Justo cuando parecía que clavaría el cuchillo en el cuello de Maya, Sinoé la cogió en volandas y la sacó del río. Dio una fuerte patada al tronco para terminar de meterlo en el río y la corriente se lo llevó, así como al cazador. El río se salía de su caudal y todo el suelo parecía un pantano que descendía con fuerza.
—¡Chica! —gritó Sinoé, poniéndola en pie y enfrentándose a sus cabellos y ojos pálidos, recordando al ciervo decapitado— Corre.
Maya asintió, casi con una sonrisa en los labios, mientras el agua caía a regueros por su cabellera y su pecho. Lanzó una última mirada a Ela. Tiró el diario al suelo, y salió corriendo bosque adentro, como lo había hecho hasta entonces. El diario fue tragado por la corriente.
Mientras el último de los cazadores intentaba seguir a la joven, fue tragado por el río también.

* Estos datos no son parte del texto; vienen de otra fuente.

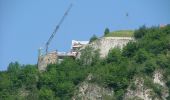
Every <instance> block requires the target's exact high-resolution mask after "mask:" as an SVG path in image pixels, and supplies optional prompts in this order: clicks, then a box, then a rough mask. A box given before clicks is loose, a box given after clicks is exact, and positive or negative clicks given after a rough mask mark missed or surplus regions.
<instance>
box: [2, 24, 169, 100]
mask: <svg viewBox="0 0 170 100" xmlns="http://www.w3.org/2000/svg"><path fill="white" fill-rule="evenodd" d="M134 38H135V41H131V42H129V43H128V44H127V45H126V46H125V47H124V48H123V49H122V50H120V49H119V48H114V49H111V50H110V51H109V54H108V56H107V57H106V58H105V59H100V58H99V50H94V49H93V48H91V47H86V48H85V49H84V50H82V51H81V57H80V59H72V58H66V59H64V61H62V62H61V63H60V64H51V65H48V67H47V70H46V71H44V72H39V71H38V69H37V65H21V64H19V63H18V62H11V63H10V64H9V66H8V69H7V71H1V72H0V100H69V99H71V98H72V97H73V95H74V91H75V90H76V87H77V86H78V85H79V84H80V83H81V82H83V81H84V80H85V78H86V77H87V76H88V75H89V74H92V75H93V79H92V80H91V81H90V82H92V83H95V84H99V85H101V86H103V87H107V88H113V90H114V93H115V94H114V95H115V99H116V100H122V98H123V95H124V94H125V92H126V90H127V88H128V86H129V84H131V81H132V79H133V78H134V77H135V76H143V77H146V78H145V81H144V82H145V85H146V86H148V87H151V88H152V89H153V90H154V91H155V93H156V94H157V95H158V96H160V92H161V88H159V86H157V84H154V83H152V82H151V81H150V79H151V76H152V74H153V72H154V71H155V70H156V69H162V70H163V71H164V73H163V74H164V80H166V85H167V86H168V88H169V90H170V25H166V26H165V27H156V26H154V27H145V26H142V27H140V28H139V29H137V30H135V31H134ZM167 99H170V97H167Z"/></svg>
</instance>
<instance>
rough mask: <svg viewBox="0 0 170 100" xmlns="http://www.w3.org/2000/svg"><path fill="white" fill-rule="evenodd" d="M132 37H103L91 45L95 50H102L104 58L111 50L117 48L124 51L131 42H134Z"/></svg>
mask: <svg viewBox="0 0 170 100" xmlns="http://www.w3.org/2000/svg"><path fill="white" fill-rule="evenodd" d="M133 40H134V38H132V37H102V38H100V39H99V40H96V41H94V42H92V43H91V44H89V45H90V46H92V47H93V48H94V49H99V50H100V57H101V58H104V57H106V56H107V54H108V53H109V50H110V49H112V48H115V47H118V48H120V49H122V48H123V47H124V46H125V45H126V44H127V43H128V42H129V41H133Z"/></svg>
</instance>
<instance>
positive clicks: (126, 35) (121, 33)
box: [105, 30, 134, 37]
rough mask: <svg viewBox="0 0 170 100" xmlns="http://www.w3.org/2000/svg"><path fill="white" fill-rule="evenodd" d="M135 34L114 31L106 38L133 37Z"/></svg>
mask: <svg viewBox="0 0 170 100" xmlns="http://www.w3.org/2000/svg"><path fill="white" fill-rule="evenodd" d="M133 34H134V31H133V30H119V31H113V32H110V33H109V34H107V35H105V37H132V36H133Z"/></svg>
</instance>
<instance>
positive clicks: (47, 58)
mask: <svg viewBox="0 0 170 100" xmlns="http://www.w3.org/2000/svg"><path fill="white" fill-rule="evenodd" d="M57 58H58V56H57V52H51V53H48V54H46V55H40V56H39V57H38V69H39V70H40V71H44V70H46V67H47V65H48V64H54V63H56V62H57Z"/></svg>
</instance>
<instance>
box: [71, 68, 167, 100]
mask: <svg viewBox="0 0 170 100" xmlns="http://www.w3.org/2000/svg"><path fill="white" fill-rule="evenodd" d="M89 76H91V75H89ZM89 76H88V77H87V79H86V80H85V81H84V82H82V83H81V84H79V85H78V87H77V90H76V91H75V94H74V97H73V98H72V100H116V98H115V96H114V89H111V88H104V87H102V86H100V85H98V84H97V83H90V82H89V81H90V80H91V79H92V77H89ZM150 83H152V85H155V86H156V87H155V88H159V90H158V91H155V89H154V87H153V86H146V84H147V83H146V79H145V77H142V76H140V77H139V76H138V77H134V79H133V81H132V82H131V84H129V86H128V88H127V91H126V93H125V94H124V97H123V100H167V99H166V97H168V96H169V90H168V87H167V86H166V84H165V80H163V71H161V70H155V72H154V74H153V76H152V78H151V82H150ZM150 83H149V84H150ZM157 92H159V93H157Z"/></svg>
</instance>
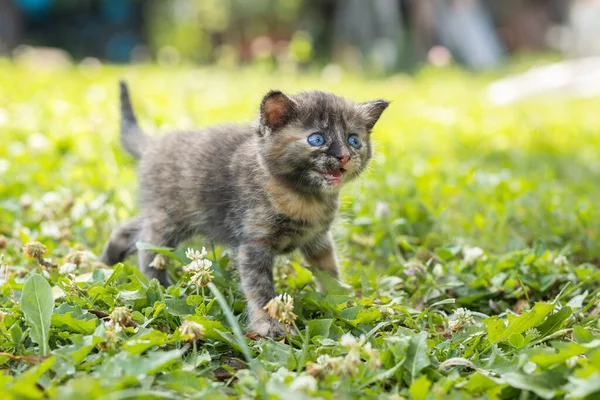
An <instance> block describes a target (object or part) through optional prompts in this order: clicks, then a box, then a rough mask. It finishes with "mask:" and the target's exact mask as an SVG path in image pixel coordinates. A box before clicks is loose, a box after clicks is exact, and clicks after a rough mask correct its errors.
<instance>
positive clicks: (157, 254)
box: [150, 254, 167, 271]
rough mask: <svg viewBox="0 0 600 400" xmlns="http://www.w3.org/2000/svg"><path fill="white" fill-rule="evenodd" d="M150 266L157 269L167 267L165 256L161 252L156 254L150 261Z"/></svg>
mask: <svg viewBox="0 0 600 400" xmlns="http://www.w3.org/2000/svg"><path fill="white" fill-rule="evenodd" d="M150 266H151V267H152V268H156V269H158V270H159V271H162V270H165V269H167V258H166V257H165V256H164V255H162V254H157V255H156V256H154V259H153V260H152V262H151V263H150Z"/></svg>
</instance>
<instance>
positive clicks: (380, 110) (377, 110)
mask: <svg viewBox="0 0 600 400" xmlns="http://www.w3.org/2000/svg"><path fill="white" fill-rule="evenodd" d="M389 105H390V102H389V101H386V100H373V101H368V102H366V103H361V104H360V106H361V107H362V109H363V111H364V112H365V114H366V116H367V127H368V128H369V130H371V129H373V127H374V126H375V124H376V123H377V121H379V117H381V114H382V113H383V112H384V111H385V109H386V108H388V106H389Z"/></svg>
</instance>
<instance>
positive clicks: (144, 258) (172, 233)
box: [138, 212, 179, 287]
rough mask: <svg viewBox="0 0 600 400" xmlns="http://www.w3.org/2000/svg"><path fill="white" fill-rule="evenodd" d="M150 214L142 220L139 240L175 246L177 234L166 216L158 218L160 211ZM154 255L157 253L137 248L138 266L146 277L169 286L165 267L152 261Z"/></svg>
mask: <svg viewBox="0 0 600 400" xmlns="http://www.w3.org/2000/svg"><path fill="white" fill-rule="evenodd" d="M152 215H153V217H152V218H146V219H145V220H144V222H143V224H142V228H141V231H140V234H139V240H140V241H141V242H144V243H148V244H151V245H154V246H166V247H175V246H177V245H178V244H179V241H178V240H176V238H177V237H178V235H176V230H175V227H173V226H172V225H170V224H169V223H168V222H167V218H166V217H165V218H160V217H159V215H161V213H160V212H156V213H153V214H152ZM156 256H157V253H154V252H152V251H149V250H138V266H139V268H140V270H141V271H142V272H143V273H144V275H146V276H147V277H148V278H150V279H153V278H156V279H158V281H159V282H160V283H161V284H162V285H163V286H165V287H166V286H169V285H171V281H170V280H169V277H168V275H167V270H166V268H160V266H159V265H155V264H153V263H152V262H153V261H154V258H155V257H156ZM150 264H153V265H150Z"/></svg>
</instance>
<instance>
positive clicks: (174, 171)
mask: <svg viewBox="0 0 600 400" xmlns="http://www.w3.org/2000/svg"><path fill="white" fill-rule="evenodd" d="M120 90H121V141H122V144H123V146H124V147H125V149H126V150H127V151H128V152H129V153H131V154H132V155H133V156H135V157H137V158H139V159H140V161H139V179H140V213H139V215H138V216H136V217H134V218H132V219H130V220H128V221H127V222H125V223H124V224H123V225H122V226H121V227H120V228H118V229H116V230H115V231H114V232H113V233H112V235H111V238H110V240H109V242H108V243H107V244H106V245H105V247H104V250H103V253H102V255H101V260H102V261H103V262H104V263H106V264H108V265H113V264H115V263H118V262H121V261H123V259H124V258H125V257H126V256H128V255H129V254H131V253H134V252H135V251H137V249H136V245H135V243H136V242H137V241H144V242H149V243H152V244H154V245H159V246H169V247H175V246H177V245H178V244H179V243H180V242H182V241H183V240H185V239H187V238H189V237H191V236H194V235H196V234H201V235H203V236H204V237H205V238H207V239H209V240H211V241H213V240H214V241H216V242H218V243H222V244H225V245H228V246H231V247H233V248H235V249H236V250H237V263H238V268H239V271H240V276H241V280H242V287H243V290H244V293H245V295H246V297H247V300H248V311H249V317H250V326H251V328H252V329H254V330H255V331H256V332H257V333H259V334H261V335H263V336H271V337H275V336H280V335H282V334H283V333H284V330H283V327H282V325H281V324H280V323H279V322H277V321H275V320H273V319H271V318H270V317H269V316H268V315H267V314H266V313H265V311H264V310H263V307H264V306H265V305H266V303H267V302H268V301H269V300H270V299H272V298H273V297H275V296H276V293H275V289H274V287H273V271H272V269H273V259H274V257H275V256H276V255H278V254H282V253H288V252H291V251H293V250H295V249H299V250H300V251H301V252H302V254H303V255H304V257H305V258H306V260H307V261H308V262H309V263H310V264H311V265H312V266H313V267H314V268H317V269H320V270H323V271H326V272H328V273H329V274H330V275H331V276H333V277H335V278H338V277H339V274H338V262H337V259H336V253H335V248H334V242H333V239H332V236H331V233H330V231H329V230H330V227H331V224H332V222H333V220H334V218H335V215H336V212H337V210H338V205H339V201H338V194H339V190H340V188H341V186H342V185H343V184H345V183H347V182H350V181H352V180H353V179H355V178H356V177H358V176H359V175H360V173H361V172H362V171H363V170H364V169H365V167H366V166H367V163H368V162H369V160H370V158H371V155H372V151H373V150H372V145H371V138H370V133H371V129H372V128H373V126H374V125H375V123H376V122H377V120H378V119H379V117H380V116H381V113H382V112H383V111H384V110H385V109H386V108H387V106H388V104H389V103H388V102H386V101H383V100H376V101H372V102H368V103H359V104H355V103H352V102H350V101H348V100H345V99H343V98H340V97H337V96H334V95H332V94H329V93H322V92H307V93H299V94H297V95H294V96H287V95H285V94H283V93H282V92H279V91H272V92H269V93H268V94H267V95H266V96H265V97H264V98H263V100H262V104H261V106H260V113H259V118H258V119H257V121H256V122H255V123H254V124H252V125H222V126H216V127H211V128H207V129H203V130H198V131H186V132H176V133H170V134H167V135H162V136H159V137H150V136H147V135H146V134H145V133H144V132H142V130H141V129H140V127H139V125H138V123H137V120H136V117H135V114H134V112H133V109H132V107H131V102H130V99H129V92H128V88H127V85H126V84H125V83H124V82H121V84H120ZM138 256H139V267H140V268H141V269H142V271H143V272H144V273H145V274H146V275H147V276H148V277H151V278H158V280H159V281H160V282H161V283H162V284H164V285H167V284H168V279H167V274H166V271H164V270H159V269H155V268H153V267H151V266H150V264H151V263H152V261H153V259H154V257H155V254H154V253H152V252H149V251H146V250H140V251H139V255H138Z"/></svg>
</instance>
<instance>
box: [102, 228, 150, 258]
mask: <svg viewBox="0 0 600 400" xmlns="http://www.w3.org/2000/svg"><path fill="white" fill-rule="evenodd" d="M140 229H141V218H140V217H139V216H137V217H133V218H131V219H129V220H127V221H126V222H125V223H123V224H122V225H121V226H119V227H118V228H116V229H115V230H114V231H113V232H112V233H111V235H110V238H109V239H108V242H106V244H105V245H104V249H103V250H102V254H100V258H99V260H100V261H101V262H103V263H104V264H106V265H115V264H116V263H119V262H122V261H123V260H125V258H127V256H128V255H130V254H133V253H135V252H136V251H137V249H136V247H135V242H137V240H138V235H139V232H140Z"/></svg>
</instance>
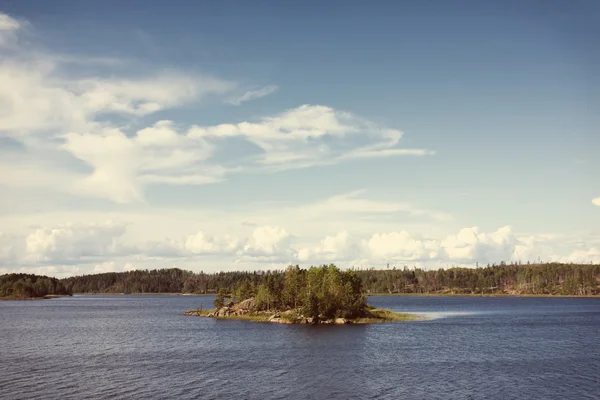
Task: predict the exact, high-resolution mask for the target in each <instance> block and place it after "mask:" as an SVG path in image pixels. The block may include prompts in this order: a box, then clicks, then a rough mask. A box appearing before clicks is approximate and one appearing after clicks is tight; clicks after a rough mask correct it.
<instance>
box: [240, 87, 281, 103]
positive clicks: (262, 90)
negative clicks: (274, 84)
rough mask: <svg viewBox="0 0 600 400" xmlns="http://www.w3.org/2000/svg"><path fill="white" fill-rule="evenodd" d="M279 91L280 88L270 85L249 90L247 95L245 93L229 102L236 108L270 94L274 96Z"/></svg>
mask: <svg viewBox="0 0 600 400" xmlns="http://www.w3.org/2000/svg"><path fill="white" fill-rule="evenodd" d="M278 89H279V88H278V87H277V86H275V85H269V86H265V87H262V88H260V89H256V90H249V91H247V92H246V93H244V94H243V95H241V96H238V97H235V98H233V99H231V100H229V103H230V104H233V105H235V106H239V105H240V104H242V103H246V102H248V101H252V100H256V99H260V98H262V97H266V96H268V95H270V94H273V93H275V92H276V91H277V90H278Z"/></svg>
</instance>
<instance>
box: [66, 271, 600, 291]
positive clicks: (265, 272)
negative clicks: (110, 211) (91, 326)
mask: <svg viewBox="0 0 600 400" xmlns="http://www.w3.org/2000/svg"><path fill="white" fill-rule="evenodd" d="M284 272H285V271H284V270H276V271H257V272H221V273H215V274H206V273H202V272H201V273H193V272H190V271H183V270H180V269H177V268H172V269H161V270H152V271H147V270H146V271H130V272H120V273H105V274H96V275H84V276H76V277H71V278H66V279H63V280H61V282H62V283H63V284H64V286H65V288H66V289H67V290H68V291H72V292H73V293H216V292H217V291H218V290H219V289H220V288H224V289H226V290H227V291H229V292H232V291H233V290H235V289H236V288H238V287H240V285H241V284H242V283H244V282H247V283H248V284H249V285H248V286H249V287H250V288H251V289H252V290H256V288H258V286H260V285H261V284H263V283H265V282H267V280H269V281H270V282H273V281H274V282H275V283H277V282H279V283H282V282H283V279H284ZM356 272H357V275H358V276H359V277H360V279H361V281H362V283H363V288H364V289H365V291H366V292H367V293H368V294H375V293H390V294H393V293H419V294H427V293H430V294H438V293H440V294H442V293H449V294H510V295H519V294H553V295H600V265H589V264H558V263H547V264H531V265H529V264H527V265H517V264H501V265H492V266H488V267H485V268H450V269H439V270H422V269H418V268H410V269H409V268H403V269H386V270H374V269H371V270H357V271H356Z"/></svg>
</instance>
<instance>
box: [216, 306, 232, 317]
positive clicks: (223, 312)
mask: <svg viewBox="0 0 600 400" xmlns="http://www.w3.org/2000/svg"><path fill="white" fill-rule="evenodd" d="M230 310H231V309H230V308H229V307H221V308H220V309H219V311H218V312H217V317H226V316H227V315H229V312H230Z"/></svg>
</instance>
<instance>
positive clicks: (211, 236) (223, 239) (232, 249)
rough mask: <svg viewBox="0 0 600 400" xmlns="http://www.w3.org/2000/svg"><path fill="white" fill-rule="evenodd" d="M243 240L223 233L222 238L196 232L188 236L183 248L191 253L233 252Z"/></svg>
mask: <svg viewBox="0 0 600 400" xmlns="http://www.w3.org/2000/svg"><path fill="white" fill-rule="evenodd" d="M242 245H243V240H242V239H239V238H234V237H231V236H229V235H225V236H224V237H222V238H215V237H214V236H211V235H208V234H205V233H204V232H197V233H196V234H194V235H190V236H188V238H187V239H186V241H185V249H186V250H187V251H189V252H191V253H192V254H233V253H235V252H237V251H239V250H240V249H241V248H242Z"/></svg>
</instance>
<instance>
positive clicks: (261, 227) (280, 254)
mask: <svg viewBox="0 0 600 400" xmlns="http://www.w3.org/2000/svg"><path fill="white" fill-rule="evenodd" d="M291 239H292V236H291V235H290V234H289V233H288V232H287V231H286V230H285V229H283V228H280V227H277V226H259V227H258V228H256V229H254V231H253V232H252V236H251V237H250V238H249V240H248V243H247V244H246V245H245V246H244V248H243V250H242V252H241V253H240V254H241V255H243V256H247V257H252V258H261V259H266V260H270V261H273V260H277V259H280V258H286V257H288V258H289V257H291V256H292V255H293V254H294V253H295V251H294V250H293V249H292V247H291Z"/></svg>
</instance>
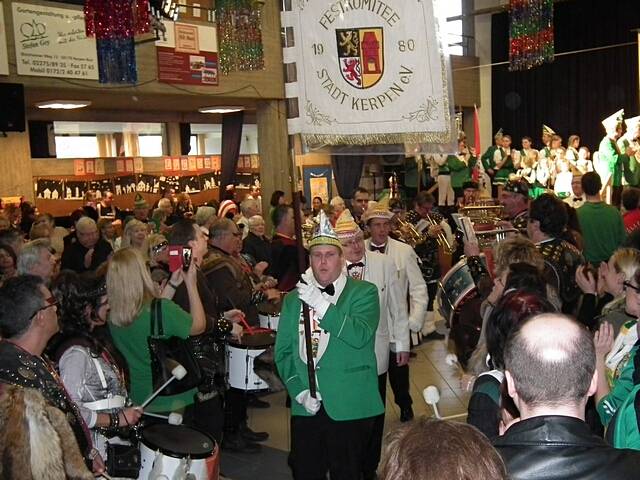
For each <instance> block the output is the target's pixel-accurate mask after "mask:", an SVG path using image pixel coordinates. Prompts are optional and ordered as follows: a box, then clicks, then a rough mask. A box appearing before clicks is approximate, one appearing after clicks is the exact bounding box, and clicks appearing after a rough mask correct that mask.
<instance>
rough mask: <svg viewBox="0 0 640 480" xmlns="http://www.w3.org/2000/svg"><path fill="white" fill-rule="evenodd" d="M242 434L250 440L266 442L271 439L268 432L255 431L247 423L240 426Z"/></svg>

Los troncos de los árboles más finos se zarandeaban y Ela se sujetaba a uno para no ser arrastrada por el agua que ahora inundaba todo.
Agarró la mano que Sinoé la alcanzaba, pero no consiguieron avanzar. Se quedaron los dos abrazados a aquel árbol, aguantando el agua fría y violenta chocar contra sus cuerpos.
—¿Por qué la dijiste que se fuera? —susurró Ela.
Ela recordó el diario, recordó a Maya intentando recordar trozos de su vida. Las lágrimas acudieron a sus ojos.
—El ciervo blanco murió, Ela —dijo Sinoé, desplegando el panfleto arrugado y ahora mojado que le había dado la noche anterior—. Pero no se llevaron nada con él.
Mientras los dos escapaban del bosque, las raíces de los árboles aseguraban el terreno y devolvían a su cauce natural el río. Los animales volvieron a sus nidos y de la tierra resurgió un diario ahogado, con las páginas en blanco.

Un comunicado se dio a la familia Torres: Maya estaba muerta, y su cuerpo formaba ahora parte del bosque.